Le Premier ministre israélien, Benjamin Netanyahou, a annoncé dimanche 17 février le gel d’une partie des taxes et droits de douane qu’Israël collecte pour le compte de l’Autorité palestinienne et qu’il est censé lui reverser tous les mois.

Ces versements représentent plus de la moitié du budget de l’entité palestinienne et lui sont indispensables pour payer les salaires des employés du secteur public, dans lequel travaille une grande partie de la population. Le montant de la somme arbitrairement confisquée, 138 millions de dollars, soit 122 millions d’euros, correspondrait, d’après Netanyahou, aux allocations versées par l’Autorité palestinienne en 2018 aux 6 500 Palestiniens détenus dans les prisons israéliennes et à leurs familles. « C’est de la piraterie, a réagi un responsable de l’Organisation de libération de la Palestine, d’abord parce qu’il s’agit de notre argent. Il s’agit de notre fonds et ce sont nos familles, nos enfants, nos filles, nos fils, nos mères, qu’ils veulent affamer. »

Votée en juillet 2018, la loi qui autorise le gouvernement israélien à mettre la main de cette façon sur une partie importante des ressources de l’Autorité palestinienne n’avait pas encore été appliquée.

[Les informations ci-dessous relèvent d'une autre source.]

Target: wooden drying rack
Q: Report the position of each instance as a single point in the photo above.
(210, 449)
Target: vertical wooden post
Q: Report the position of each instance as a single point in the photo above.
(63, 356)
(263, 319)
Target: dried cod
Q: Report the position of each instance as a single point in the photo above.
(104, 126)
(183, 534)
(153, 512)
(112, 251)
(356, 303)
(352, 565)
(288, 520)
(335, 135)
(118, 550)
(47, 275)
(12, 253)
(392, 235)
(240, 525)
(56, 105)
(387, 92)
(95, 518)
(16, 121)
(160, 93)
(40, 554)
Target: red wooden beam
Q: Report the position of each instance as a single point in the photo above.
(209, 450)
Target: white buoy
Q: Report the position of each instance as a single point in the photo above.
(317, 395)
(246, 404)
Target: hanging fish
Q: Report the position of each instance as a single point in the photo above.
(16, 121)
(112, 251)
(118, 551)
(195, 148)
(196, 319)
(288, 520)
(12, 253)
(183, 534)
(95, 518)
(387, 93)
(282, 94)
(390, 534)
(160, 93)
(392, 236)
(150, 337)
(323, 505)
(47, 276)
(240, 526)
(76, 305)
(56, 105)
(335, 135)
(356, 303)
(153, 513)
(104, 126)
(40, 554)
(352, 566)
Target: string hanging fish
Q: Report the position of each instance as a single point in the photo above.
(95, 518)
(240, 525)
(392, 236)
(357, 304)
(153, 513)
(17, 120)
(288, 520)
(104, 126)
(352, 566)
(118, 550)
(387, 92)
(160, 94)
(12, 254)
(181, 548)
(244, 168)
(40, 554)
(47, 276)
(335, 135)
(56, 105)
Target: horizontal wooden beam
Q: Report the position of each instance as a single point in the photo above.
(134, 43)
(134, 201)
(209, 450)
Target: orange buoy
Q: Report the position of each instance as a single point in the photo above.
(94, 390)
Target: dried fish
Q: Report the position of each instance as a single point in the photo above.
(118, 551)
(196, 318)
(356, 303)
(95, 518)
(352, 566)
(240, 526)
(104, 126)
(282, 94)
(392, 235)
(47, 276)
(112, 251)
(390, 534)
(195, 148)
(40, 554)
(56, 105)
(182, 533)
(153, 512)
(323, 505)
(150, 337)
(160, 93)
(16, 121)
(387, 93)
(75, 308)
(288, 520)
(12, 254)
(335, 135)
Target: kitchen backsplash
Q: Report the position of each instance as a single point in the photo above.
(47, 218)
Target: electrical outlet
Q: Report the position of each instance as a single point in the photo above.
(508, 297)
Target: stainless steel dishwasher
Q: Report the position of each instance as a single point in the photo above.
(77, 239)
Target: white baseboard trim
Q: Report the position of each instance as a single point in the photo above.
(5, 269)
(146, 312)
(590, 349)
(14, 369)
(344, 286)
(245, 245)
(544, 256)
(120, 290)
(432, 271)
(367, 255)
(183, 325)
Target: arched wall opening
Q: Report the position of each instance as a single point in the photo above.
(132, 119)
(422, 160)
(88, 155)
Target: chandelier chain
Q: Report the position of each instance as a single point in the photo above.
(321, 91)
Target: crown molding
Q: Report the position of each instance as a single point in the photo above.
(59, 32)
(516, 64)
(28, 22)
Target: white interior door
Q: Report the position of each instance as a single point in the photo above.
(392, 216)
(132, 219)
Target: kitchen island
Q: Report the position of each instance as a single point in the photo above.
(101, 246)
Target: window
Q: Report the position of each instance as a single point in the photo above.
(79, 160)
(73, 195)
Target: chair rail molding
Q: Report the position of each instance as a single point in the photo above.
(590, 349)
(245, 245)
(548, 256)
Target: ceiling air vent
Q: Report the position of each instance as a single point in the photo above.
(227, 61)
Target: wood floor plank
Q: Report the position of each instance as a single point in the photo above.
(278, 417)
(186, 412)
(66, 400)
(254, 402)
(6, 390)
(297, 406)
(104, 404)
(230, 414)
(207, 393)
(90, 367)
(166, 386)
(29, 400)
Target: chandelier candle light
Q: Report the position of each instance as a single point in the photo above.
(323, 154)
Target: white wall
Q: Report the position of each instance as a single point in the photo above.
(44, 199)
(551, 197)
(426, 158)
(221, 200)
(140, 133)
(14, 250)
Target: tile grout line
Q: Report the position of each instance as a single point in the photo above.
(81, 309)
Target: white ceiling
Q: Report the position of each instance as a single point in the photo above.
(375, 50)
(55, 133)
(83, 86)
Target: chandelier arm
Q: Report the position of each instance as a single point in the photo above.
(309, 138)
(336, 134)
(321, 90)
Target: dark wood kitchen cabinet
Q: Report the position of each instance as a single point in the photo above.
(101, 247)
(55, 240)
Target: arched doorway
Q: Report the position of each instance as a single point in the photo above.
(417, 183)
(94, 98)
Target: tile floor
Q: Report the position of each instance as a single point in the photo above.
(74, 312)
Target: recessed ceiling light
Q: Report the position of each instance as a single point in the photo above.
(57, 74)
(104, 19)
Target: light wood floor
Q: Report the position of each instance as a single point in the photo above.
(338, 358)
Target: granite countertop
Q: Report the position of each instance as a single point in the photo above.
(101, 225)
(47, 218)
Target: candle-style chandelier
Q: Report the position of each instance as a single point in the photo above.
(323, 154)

Présentée comme une réponse au meurtre d’une jeune Israélienne par un Palestinien à Jérusalem le 7 février, cette décision vise en réalité à permettre à Netanyahou de renforcer son image de dirigeant à poigne alors que des élections législatives doivent avoir lieu le 9 avril. Si son parti est donné vainqueur par tous les sondages, son inculpation probable dans les prochaines semaines dans trois affaires de corruption peut fragiliser sa situation. En outre, deux de ses ministres, venant de la frange la plus à droite de sa coalition gouvernementale, ont créé en décembre dernier un nouveau parti, HaYemin HaHadash (La Nouvelle Droite), cherchant à capter les voix de l’électorat d’extrême droite. Cette concurrence à droite favorise la surenchère en matière de démagogie sécuritaire et antipalestinienne.

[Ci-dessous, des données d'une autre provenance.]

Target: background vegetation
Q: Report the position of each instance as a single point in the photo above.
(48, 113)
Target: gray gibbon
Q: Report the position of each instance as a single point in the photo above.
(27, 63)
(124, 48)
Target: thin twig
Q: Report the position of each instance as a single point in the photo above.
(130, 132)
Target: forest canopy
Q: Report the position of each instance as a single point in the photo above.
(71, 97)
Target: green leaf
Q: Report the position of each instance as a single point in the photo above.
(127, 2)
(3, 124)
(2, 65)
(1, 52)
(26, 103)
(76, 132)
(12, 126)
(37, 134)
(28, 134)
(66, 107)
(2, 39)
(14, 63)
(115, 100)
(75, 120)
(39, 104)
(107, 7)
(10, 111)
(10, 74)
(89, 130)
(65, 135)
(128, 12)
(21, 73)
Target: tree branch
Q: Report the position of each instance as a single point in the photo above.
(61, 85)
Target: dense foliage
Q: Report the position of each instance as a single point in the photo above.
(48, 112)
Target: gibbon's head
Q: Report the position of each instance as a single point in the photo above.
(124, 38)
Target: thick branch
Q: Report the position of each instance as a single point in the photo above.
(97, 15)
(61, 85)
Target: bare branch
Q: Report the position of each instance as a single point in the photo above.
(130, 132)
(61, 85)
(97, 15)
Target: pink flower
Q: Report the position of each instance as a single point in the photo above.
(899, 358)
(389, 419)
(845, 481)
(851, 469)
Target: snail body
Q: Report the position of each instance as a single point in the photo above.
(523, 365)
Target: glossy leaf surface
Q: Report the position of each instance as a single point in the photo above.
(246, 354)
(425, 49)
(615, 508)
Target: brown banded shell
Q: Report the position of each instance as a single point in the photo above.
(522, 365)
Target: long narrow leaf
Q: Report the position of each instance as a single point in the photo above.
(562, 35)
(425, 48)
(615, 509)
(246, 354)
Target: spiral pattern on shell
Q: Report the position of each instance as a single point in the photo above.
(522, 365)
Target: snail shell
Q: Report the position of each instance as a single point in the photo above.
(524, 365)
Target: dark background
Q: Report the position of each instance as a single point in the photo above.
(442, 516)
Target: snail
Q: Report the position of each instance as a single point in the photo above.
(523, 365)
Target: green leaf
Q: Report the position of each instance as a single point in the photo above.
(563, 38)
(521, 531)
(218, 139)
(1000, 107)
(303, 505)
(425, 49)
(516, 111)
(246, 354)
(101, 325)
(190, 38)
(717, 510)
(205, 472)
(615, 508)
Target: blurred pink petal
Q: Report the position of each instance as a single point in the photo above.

Comme toujours, les Palestiniens font ainsi les frais des calculs électoraux et des manœuvres politiciennes des dirigeants israéliens. À quelques mois des précédentes élections législatives de 2015, Netanyahou avait utilisé la même méthode pour étrangler financièrement l’Autorité palestinienne, suspendant pendant trois mois le transfert de toutes les taxes douanières.

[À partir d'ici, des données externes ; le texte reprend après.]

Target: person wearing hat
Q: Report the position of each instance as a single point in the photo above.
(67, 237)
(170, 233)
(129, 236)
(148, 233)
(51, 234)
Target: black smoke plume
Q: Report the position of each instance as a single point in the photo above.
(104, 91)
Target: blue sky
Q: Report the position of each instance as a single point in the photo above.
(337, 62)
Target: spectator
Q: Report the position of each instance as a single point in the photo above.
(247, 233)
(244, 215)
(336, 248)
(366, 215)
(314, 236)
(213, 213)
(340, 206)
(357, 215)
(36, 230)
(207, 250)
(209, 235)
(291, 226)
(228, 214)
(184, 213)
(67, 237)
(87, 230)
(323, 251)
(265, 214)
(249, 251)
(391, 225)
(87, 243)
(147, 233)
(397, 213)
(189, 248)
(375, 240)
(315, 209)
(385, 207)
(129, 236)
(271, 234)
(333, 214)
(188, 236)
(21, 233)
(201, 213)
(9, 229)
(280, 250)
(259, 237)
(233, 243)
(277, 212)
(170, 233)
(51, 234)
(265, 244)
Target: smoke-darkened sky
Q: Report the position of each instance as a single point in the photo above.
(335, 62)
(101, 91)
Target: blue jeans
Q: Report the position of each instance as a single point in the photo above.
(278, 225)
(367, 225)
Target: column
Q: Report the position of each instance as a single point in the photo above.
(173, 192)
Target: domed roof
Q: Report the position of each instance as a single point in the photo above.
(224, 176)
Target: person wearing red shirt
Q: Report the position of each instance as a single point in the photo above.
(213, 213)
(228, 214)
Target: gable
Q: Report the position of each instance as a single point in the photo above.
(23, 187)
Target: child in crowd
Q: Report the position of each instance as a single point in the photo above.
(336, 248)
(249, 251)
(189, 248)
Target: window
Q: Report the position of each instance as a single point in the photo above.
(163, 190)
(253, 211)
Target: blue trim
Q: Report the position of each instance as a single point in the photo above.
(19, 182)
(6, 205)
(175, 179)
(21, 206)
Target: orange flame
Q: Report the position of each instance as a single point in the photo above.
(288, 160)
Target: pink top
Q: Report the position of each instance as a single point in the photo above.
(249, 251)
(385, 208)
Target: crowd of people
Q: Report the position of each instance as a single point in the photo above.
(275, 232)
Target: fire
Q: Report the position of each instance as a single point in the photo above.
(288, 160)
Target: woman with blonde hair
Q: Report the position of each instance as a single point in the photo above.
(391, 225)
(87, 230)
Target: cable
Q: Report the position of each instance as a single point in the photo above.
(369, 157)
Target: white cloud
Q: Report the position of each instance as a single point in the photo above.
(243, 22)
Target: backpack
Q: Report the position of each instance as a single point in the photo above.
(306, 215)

Le gel décidé par Netanyahou illustre la réalité de l’occupation israélienne que doivent continuer de subir les trois millions d’habitants de la Cisjordanie, en butte aux vexations, aux actes de violence, aux blocages de routes et de villes par l’armée israélienne. Mais les Israéliens eux-mêmes sont victimes de cette politique. Une présentatrice connue d’un journal télévisé du soir a provoqué un scandale le 16 février en déclarant, alors qu’elle présentait un reportage : « Nous envoyons nos enfants à l’armée, dans les Territoires, et nous les récupérons transformés en bêtes sauvages. Voilà le résultat de l’occupation. » Le fait que des Israéliens en soient conscients et le dénoncent est au moins le gage d’un autre avenir possible.